Treating Deep Seizure Foci With Noninvasive Surface Brain Stimulation

April 28, 2021 updated by: Bernard Chang, Beth Israel Deaconess Medical Center

The overall goal of this study is to open up the promising treatment of repetitive transcranial magnetic stimulation (rTMS), which has been shown to be effective against seizures in patients with surface neocortical foci, to a much larger population of patients with mesial temporal lobe epilepsy (MTLE) and other forms of epilepsy with deep foci, who are not currently considered good rTMS candidates.

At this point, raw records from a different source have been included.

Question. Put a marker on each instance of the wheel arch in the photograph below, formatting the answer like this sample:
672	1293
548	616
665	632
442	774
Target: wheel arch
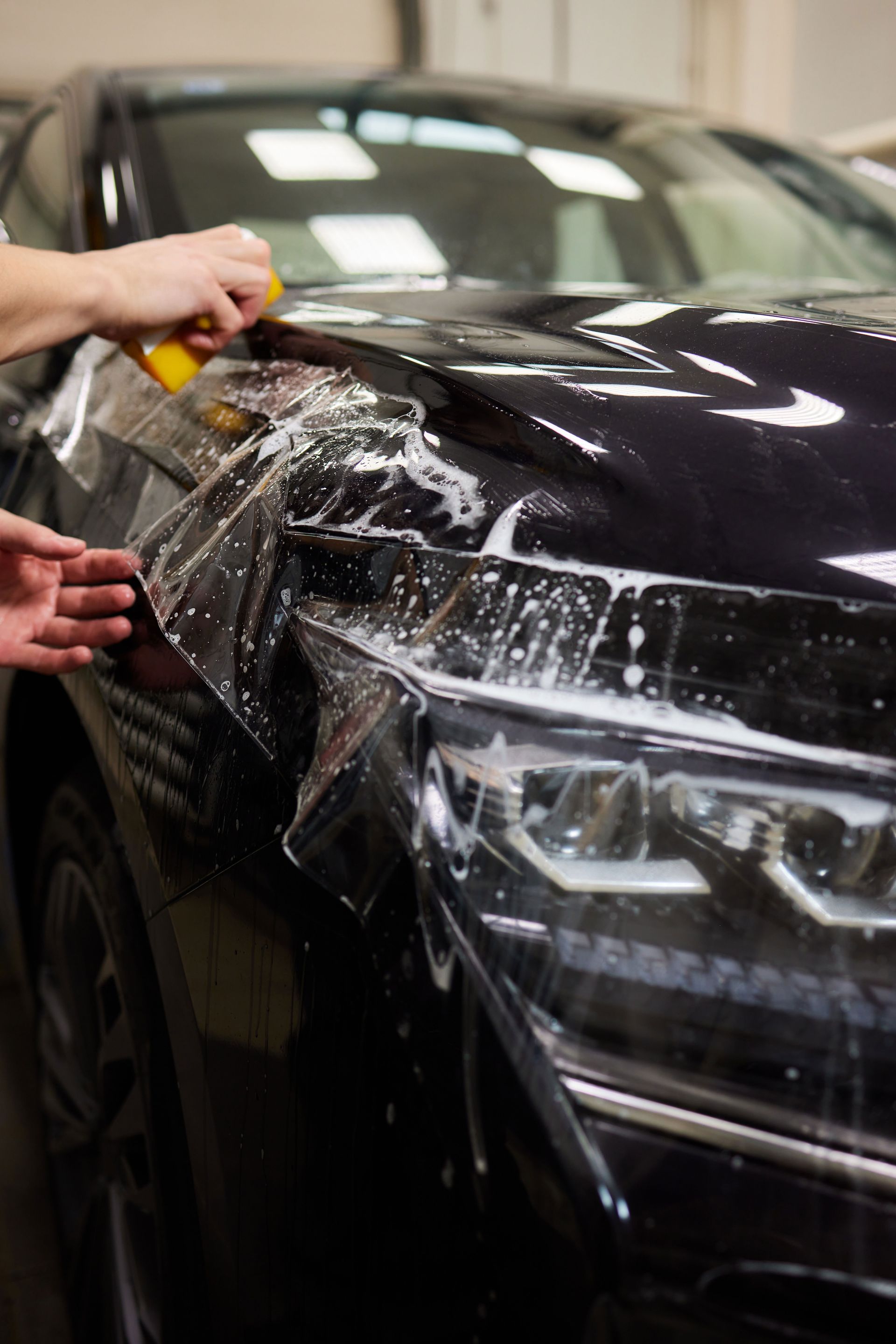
43	741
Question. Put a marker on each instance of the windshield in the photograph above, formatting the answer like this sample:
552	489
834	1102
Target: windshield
352	181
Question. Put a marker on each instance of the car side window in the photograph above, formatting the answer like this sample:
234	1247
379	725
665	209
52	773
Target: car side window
35	197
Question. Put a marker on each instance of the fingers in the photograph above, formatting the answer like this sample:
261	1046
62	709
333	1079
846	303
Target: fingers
100	566
62	632
226	323
35	658
22	537
106	600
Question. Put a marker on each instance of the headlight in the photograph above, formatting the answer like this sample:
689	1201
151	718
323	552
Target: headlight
678	922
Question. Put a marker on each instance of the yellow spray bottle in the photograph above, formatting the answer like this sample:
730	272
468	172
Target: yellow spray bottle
166	355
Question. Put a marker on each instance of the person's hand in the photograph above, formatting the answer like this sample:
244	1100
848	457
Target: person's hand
58	600
216	274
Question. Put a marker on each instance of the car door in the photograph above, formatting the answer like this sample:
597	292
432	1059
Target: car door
38	209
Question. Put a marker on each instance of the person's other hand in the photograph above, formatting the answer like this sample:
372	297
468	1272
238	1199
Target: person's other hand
217	274
58	600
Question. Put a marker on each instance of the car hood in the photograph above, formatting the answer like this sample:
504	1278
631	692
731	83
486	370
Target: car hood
741	444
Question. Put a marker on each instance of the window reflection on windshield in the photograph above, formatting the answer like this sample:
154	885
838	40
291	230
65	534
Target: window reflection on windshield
375	179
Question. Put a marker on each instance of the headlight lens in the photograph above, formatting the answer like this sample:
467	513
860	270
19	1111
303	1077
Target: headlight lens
723	920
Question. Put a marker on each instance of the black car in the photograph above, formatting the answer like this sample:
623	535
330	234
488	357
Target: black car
465	908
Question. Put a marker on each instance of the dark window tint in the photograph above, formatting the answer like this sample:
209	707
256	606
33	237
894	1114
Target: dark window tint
35	195
351	181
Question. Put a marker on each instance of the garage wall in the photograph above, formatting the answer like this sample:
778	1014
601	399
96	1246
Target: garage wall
637	49
41	41
846	72
805	66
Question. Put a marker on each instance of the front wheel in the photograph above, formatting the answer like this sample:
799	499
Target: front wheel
106	1083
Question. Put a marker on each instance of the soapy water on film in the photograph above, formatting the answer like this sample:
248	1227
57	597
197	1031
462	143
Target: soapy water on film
421	572
319	537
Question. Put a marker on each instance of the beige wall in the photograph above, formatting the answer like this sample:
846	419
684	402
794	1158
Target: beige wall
805	66
41	41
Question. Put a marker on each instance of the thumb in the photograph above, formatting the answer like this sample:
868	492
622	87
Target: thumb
22	537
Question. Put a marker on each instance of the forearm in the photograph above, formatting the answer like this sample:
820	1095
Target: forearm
48	297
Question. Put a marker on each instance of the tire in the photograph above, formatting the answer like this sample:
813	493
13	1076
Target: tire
115	1136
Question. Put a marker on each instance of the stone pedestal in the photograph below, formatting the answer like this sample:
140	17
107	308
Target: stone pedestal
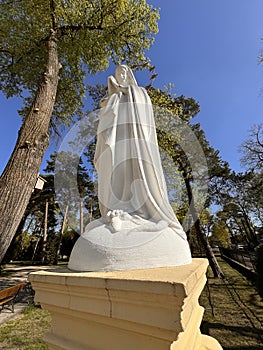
155	309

The investigators hypothesize that rTMS can modulate the hyperexcitable state in patients with deep seizure foci by targeting its usage to accessible cortical partner regions. In this study the investigators aim 1) to map the functional connectivity of the epileptogenic mesial temporal lobe in patients with medically refractory mesial temporal lobe epilepsy; and 2) to perform a randomized controlled assessment of repetitive transcranial magnetic stimulation protocols applied to specific neocortical targets in mesial temporal lobe epilepsy. The methods used in this study will include magnetic resonance imaging (MRI) of the brain, electroencephalography (EEG), and transcranial magnetic stimulation (TMS).

Study Overview

Status

Completed

Conditions

Intervention / Treatment

Study Type

Interventional

Enrollment (Actual)

5

Phase

  • Not Applicable

Contacts and Locations

This section provides the contact details for those conducting the study, and information on where this study is being conducted.

Study Locations

  • United States
    • Massachusetts
      • Boston, Massachusetts, United States, 02215
        • Beth Israel Deaconess Medical Center

Participation Criteria

Researchers look for people who fit a certain description, called eligibility criteria. Some examples of these criteria are a person's general health condition or prior treatments.

Eligibility Criteria

Ages Eligible for Study

18 years to 64 years (Adult)

Accepts Healthy Volunteers

No

Genders Eligible for Study

All

Description

Inclusion Criteria:

  • Diagnosis of mesial temporal lobe epilepsy based on the combination of clinical semiology, neuroimaging findings, and electroencephalogram results.
  • At least 1 seizure with loss of awareness per 4-week period, on average, despite the use of antiepileptic drugs

Exclusion Criteria:

  • Prior brain surgery or exposure to transcranial magnetic stimulation
  • Rapidly progressive brain lesions
  • Inability to tolerate MRI or TMS
  • Specific MRI or TMS contraindication as set forth in standard protocols of our institution

Study Plan

This section provides details of the study plan, including how the study is designed and what the study is measuring.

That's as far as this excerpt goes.